All these blocks are wrapped in a <allocfile> tag which is not appearing, dunno why? And all these blocks are wrapped in a top level element <xml>.

<XML>
  <AllocFile>
    <alc>1</alc>
    <No>11/10</No>
    <DT>20090401</DT> 
    <G_H>147</G_H>
    <FUN>125487</FUN>
    <oH>11</oH>
    <y>9</y>
    <AMOUNT>8000000</AMOUNT>
    <Code>033195</Code>
    <hd1>1234</hd1>
  </AllocFile>
  <AllocFile>
    <alc>2</alc>
    <No>14/10</No>
    <DT>20090401</DT>
    <G_H>147</G_H>
    <FUN>125487</FUN>
    <oH>11</oH>
    <y>9</y>
    <AMOUNT>8400000</AMOUNT>
    <Code>033195</Code>
    <hd1>1234</hd1>
  </AllocFile>
  <AllocFile>
    <alc>3</alc>
    <No>74/10</No>
    <DT>20090401</DT>
    <G_H>147</G_H>
    <FUN>125487</FUN>
    <oH>11</oH>
    <y>9</y>
    <AMOUNT>8740000</AMOUNT>
    <Code>033195</Code>
    <hd1>1234</hd1>
  </AllocFile>
  <AllocFile>
    <alc>2</alc>
    <No>74/10</No>
    <DT>20090401</DT>
    <G_H>117</G_H>
    <FUN>125487</FUN>
    <oH>19</oH>
    <y>9</y>
    <AMOUNT>74512</AMOUNT>
    <Code>033118</Code>
    <hd1>1234</hd1>
  </AllocFile>
  <AllocFile>
    <alc>3</alc>
    <No>14/10</No>
    <DT>20090401</DT>
    <G_H>117</G_H>
    <FUN>125487</FUN>
    <oH>19</oH>
    <y>9</y>
    <AMOUNT>986541</AMOUNT>
    <Code>033147</Code>
    <hd1>1234</hd1>
  </AllocFile> 
</XML>

The output is

<Header1>
  <Hd1>1234</Hd1>
  <CodeHeader>
    <Code>033195</Code>
    <Header2>
      <G_H>147</G_H>
      <FUN>125487</FUN>
      <oH>11</oH>
      <y>9</y>
      <allocheader>
        <alc>1</alc>
        <No>11/10</No>
        <DT>20090401</DT>
        <AMOUNT>8000000</AMOUNT>
      </allocheader>
      <allocheader>
        <alc>2</alc>
        <No>14/10</No>
        <DT>20090401</DT>
        <AMOUNT>8400000</AMOUNT>
      </allocheader>
      <allocheader>
        <alc>3</alc>
        <No>74/10</No>
        <DT>20090401</DT>
        <AMOUNT>8740000</AMOUNT>
      </allocheader>
    </Header2>
  </CodeHeader>
  <CodeHeader>
        <Code>033118</Code>
        <Header2>
      <G_H>117</G_H>
      <FUN>125487</FUN>
         <oH>19</oH>
            <y>9</y>
             <allocheader>
             <alc>2</alc>
             <No>74/10</No>
             <DT>20090401</DT>
             <AMOUNT>74512</AMOUNT>
           </allocheader>
       </Header2>
    </codeHeader>
   <CodeHeader>
        <Code>033147</Code>
           <Header2>
          <G_H>117</G_H>
          <FUN>125487</FUN>
          <oH>19</oH>
          <y>9</y>
         <allocheader>
           <alc>3</alc>
            <No>14/10</No>
            <DT>20090401</DT>
            <AMOUNT>986541</AMOUNT>
          </allocheader>
         </Header2>
      </CodeHeader>
</Header1>

The input file needs to be sorted and grouped on the basis of multiple keys.
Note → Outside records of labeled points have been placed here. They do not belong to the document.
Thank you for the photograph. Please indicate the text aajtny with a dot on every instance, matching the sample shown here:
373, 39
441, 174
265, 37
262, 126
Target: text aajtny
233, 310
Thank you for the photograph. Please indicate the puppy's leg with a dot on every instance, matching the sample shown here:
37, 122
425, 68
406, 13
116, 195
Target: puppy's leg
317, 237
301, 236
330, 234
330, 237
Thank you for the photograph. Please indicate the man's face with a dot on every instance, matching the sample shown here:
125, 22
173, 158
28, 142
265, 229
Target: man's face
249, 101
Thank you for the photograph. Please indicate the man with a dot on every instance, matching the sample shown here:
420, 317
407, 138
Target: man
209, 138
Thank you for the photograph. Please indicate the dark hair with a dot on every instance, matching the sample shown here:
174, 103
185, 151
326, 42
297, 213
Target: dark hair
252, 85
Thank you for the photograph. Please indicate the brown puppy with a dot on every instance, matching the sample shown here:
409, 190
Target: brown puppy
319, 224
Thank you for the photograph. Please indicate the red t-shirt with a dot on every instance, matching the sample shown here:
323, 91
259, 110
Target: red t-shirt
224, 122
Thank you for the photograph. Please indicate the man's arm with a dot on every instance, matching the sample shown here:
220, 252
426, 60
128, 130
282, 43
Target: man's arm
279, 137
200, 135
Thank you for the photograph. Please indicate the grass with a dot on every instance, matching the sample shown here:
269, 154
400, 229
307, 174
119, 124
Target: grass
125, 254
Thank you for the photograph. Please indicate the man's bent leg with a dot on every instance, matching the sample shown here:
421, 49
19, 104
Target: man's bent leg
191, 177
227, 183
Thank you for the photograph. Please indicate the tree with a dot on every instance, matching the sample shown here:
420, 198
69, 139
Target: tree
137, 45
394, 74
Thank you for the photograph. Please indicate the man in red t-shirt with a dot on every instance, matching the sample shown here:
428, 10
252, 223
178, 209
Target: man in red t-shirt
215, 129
I proceeded using the concat function and the Muenchian method but didn't much help from the web. I am using XSLT 1.0.

Rules for Grouping

  • All the nodes in the file will have <hd1> with values 1234.. this becomes the first group by key and appears in the output as <Header1>

    • the second key for grouping is the node code . nodes having same value get grouped together. appears as. code header
  • The second key is the group of nodes G_H, FUN, oH, y. If all these have the same values for nodes, they get grouped together. It appears in the output as <Header2>

  • No grouping happens on the nodes <alc>, <No>, <DT>, <AMOUNT>. They have distinct values within each group.


Solution

  • If the hd1 element is always '1234' then you are not really grouping by them, but if you were you would define a simple key like so

    <xsl:key name="header1" match="AllocFile" use="hd1" />
    

    For the second key, you would need to take account of the Code element

    <xsl:key name="header2" match="AllocFile" use="concat(hd1, '|', Code)" />
    

    And then for the last key, you would define a more complicated key to cope with all the elements

    <xsl:key name="header3" 
       match="AllocFile" 
       use="concat(hd1 '|', Code, '|', G_H, '|', FUN, '|', oH, '|', y)" />
    

    Do note the use of the 'pipe' character as the delimiter. It is important to pick a delimited that would never occur in any of the selected elements.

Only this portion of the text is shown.